André était un homme courageux, dur au mal, ne se plaignant jamais. Nous l’avons vu   tomber quelquefois à terre, mais toujours se relever, minimisant l’incident, en le tournant en dérision.

André était un homme attachant, qui ne connaissait pas le mot trahison et sur qui, on pouvait avoir une confiance aveugle.

André était un homme qui pouvait regarder dans les yeux, les gens qu’il croisait sur son chemin, car son passé exemplaire, parlait pour lui. Il faisait partie de ces hommes, dont on dit qu’ils sont propres sur eux.

André était un homme fier de son païs, fier de ces racines, fier de la terre de ces aïeuls. Des Echos Limousins aux Gojats del Porti, il a valorisé les traditions de notre patrimoine régional, aux travers des danses et des chants.

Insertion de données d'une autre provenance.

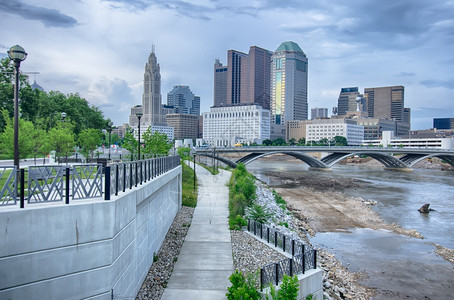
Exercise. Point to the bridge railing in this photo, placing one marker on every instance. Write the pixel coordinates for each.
(74, 182)
(303, 256)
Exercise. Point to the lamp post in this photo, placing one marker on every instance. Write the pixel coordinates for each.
(17, 54)
(109, 130)
(139, 115)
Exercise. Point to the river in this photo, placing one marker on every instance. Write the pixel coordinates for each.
(396, 266)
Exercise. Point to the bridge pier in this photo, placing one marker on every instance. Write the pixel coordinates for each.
(398, 169)
(320, 169)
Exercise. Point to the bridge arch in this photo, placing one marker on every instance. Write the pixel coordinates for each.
(387, 160)
(308, 159)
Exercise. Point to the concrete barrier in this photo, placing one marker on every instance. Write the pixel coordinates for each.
(89, 249)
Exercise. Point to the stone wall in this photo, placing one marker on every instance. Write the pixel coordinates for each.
(88, 249)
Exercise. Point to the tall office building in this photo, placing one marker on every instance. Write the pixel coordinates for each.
(347, 101)
(444, 123)
(385, 102)
(235, 62)
(288, 84)
(220, 83)
(319, 112)
(245, 79)
(183, 100)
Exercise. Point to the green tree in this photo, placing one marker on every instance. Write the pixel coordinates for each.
(340, 141)
(61, 140)
(25, 141)
(130, 143)
(88, 141)
(156, 143)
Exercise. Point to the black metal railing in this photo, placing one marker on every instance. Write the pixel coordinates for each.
(303, 256)
(64, 182)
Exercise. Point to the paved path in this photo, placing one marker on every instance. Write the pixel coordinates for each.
(205, 262)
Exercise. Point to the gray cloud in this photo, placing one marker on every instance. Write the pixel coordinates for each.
(434, 83)
(49, 17)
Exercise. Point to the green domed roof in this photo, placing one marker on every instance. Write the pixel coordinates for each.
(289, 47)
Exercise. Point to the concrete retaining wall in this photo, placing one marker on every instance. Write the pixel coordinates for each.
(88, 249)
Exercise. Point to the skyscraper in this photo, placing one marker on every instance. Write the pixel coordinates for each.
(385, 102)
(220, 84)
(234, 74)
(347, 100)
(151, 98)
(246, 78)
(288, 84)
(183, 100)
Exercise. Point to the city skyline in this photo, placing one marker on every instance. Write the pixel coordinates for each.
(97, 49)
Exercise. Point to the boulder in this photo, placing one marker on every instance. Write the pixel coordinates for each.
(425, 209)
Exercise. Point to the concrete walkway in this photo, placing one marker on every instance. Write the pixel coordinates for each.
(205, 262)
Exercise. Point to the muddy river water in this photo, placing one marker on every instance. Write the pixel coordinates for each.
(397, 266)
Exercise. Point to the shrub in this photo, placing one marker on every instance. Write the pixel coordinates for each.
(242, 287)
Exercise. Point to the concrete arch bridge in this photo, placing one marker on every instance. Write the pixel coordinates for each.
(391, 158)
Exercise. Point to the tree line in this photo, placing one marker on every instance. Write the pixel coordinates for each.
(53, 121)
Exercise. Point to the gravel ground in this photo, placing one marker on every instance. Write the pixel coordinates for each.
(160, 271)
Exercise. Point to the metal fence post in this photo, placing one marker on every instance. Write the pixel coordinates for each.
(137, 175)
(22, 187)
(107, 183)
(67, 185)
(291, 267)
(277, 273)
(116, 179)
(315, 259)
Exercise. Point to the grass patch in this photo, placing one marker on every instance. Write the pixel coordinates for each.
(189, 194)
(210, 169)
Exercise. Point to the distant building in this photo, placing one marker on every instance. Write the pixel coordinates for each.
(245, 79)
(153, 112)
(183, 100)
(220, 84)
(319, 112)
(185, 125)
(288, 84)
(229, 125)
(444, 123)
(320, 129)
(385, 102)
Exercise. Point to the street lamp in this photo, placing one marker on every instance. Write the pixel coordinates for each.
(109, 129)
(139, 115)
(17, 54)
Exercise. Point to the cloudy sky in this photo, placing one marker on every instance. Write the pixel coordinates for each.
(98, 48)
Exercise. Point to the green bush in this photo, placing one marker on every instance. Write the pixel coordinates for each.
(288, 289)
(259, 214)
(242, 288)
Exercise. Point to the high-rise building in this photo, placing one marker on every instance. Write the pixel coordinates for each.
(229, 125)
(183, 100)
(220, 84)
(319, 112)
(246, 78)
(288, 84)
(385, 102)
(185, 125)
(444, 123)
(235, 62)
(347, 101)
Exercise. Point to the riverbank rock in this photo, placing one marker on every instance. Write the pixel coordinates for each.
(425, 209)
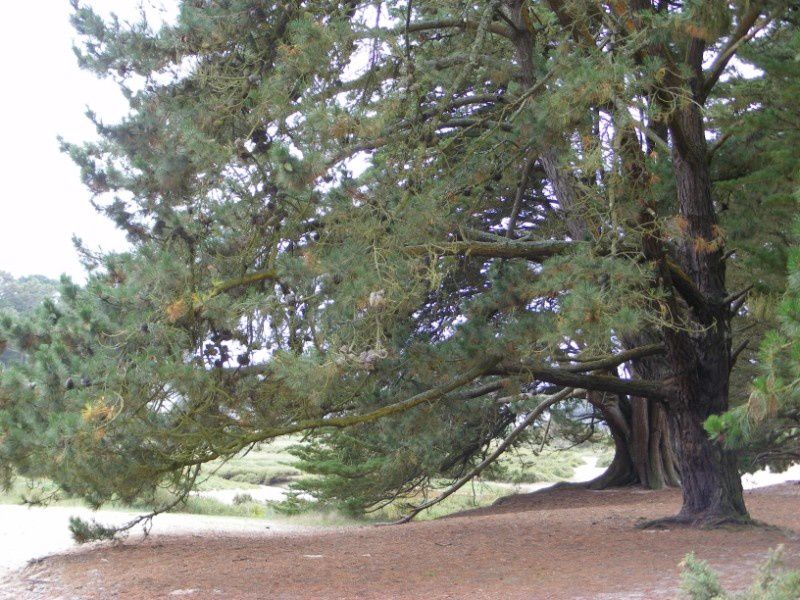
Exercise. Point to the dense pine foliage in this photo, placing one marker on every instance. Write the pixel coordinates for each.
(400, 227)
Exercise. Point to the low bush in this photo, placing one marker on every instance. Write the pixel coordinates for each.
(773, 582)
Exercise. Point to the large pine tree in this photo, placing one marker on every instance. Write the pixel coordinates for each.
(398, 224)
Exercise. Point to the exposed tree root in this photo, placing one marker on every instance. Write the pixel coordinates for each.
(703, 522)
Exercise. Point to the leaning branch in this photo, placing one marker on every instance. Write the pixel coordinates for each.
(615, 360)
(744, 32)
(601, 383)
(506, 249)
(532, 416)
(349, 420)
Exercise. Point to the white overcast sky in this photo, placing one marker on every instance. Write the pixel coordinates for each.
(45, 94)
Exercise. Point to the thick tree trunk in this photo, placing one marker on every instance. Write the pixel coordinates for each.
(700, 357)
(712, 487)
(643, 452)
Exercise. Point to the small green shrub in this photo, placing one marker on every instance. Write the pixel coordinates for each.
(773, 582)
(240, 499)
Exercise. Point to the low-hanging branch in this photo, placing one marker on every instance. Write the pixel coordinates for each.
(526, 422)
(657, 390)
(608, 362)
(341, 422)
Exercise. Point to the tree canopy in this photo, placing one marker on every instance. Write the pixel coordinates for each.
(398, 227)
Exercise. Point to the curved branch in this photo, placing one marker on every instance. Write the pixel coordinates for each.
(349, 420)
(657, 390)
(532, 416)
(500, 249)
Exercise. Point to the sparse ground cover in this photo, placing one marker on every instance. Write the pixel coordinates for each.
(556, 544)
(272, 465)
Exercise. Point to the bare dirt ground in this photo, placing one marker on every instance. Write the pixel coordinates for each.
(553, 544)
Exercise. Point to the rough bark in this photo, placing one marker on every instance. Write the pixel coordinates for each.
(696, 327)
(700, 359)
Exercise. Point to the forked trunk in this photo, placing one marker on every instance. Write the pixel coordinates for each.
(643, 449)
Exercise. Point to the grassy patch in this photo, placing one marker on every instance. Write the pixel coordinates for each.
(268, 464)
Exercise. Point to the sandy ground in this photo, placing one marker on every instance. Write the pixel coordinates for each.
(554, 544)
(31, 533)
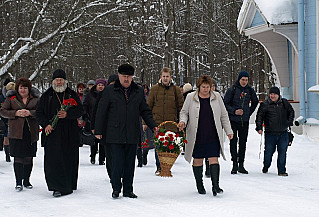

La maladie a fini par prendre le dessus et a eu raison de son courage, de sa force physique et mentale. Jusqu’au dernier moment, il lui aura livré un combat de tous les jours, sans se lamenter ou se plaindre.

J’ai sûrement oublié des superlatifs, pour qualifier ce que représentait notre copain André. Nous avons vécu ces derniers mois, dans l’espoir de le revoir à nos côtés, pour partager de nouveau, de petits moments de fraternité.

J’ai, nous, avons toujours espéré son retour, croyant naïvement que sa force et son courage auraient raison de sa maladie. 

André, tu es le premier d’entre nous à partir. Chaque concert nous ramènera vers toi, notamment avec ce chant que tu aimais particulièrement : L’espagnole à Saint Flour. 

André, tu nous manques déjà…Repose en paix.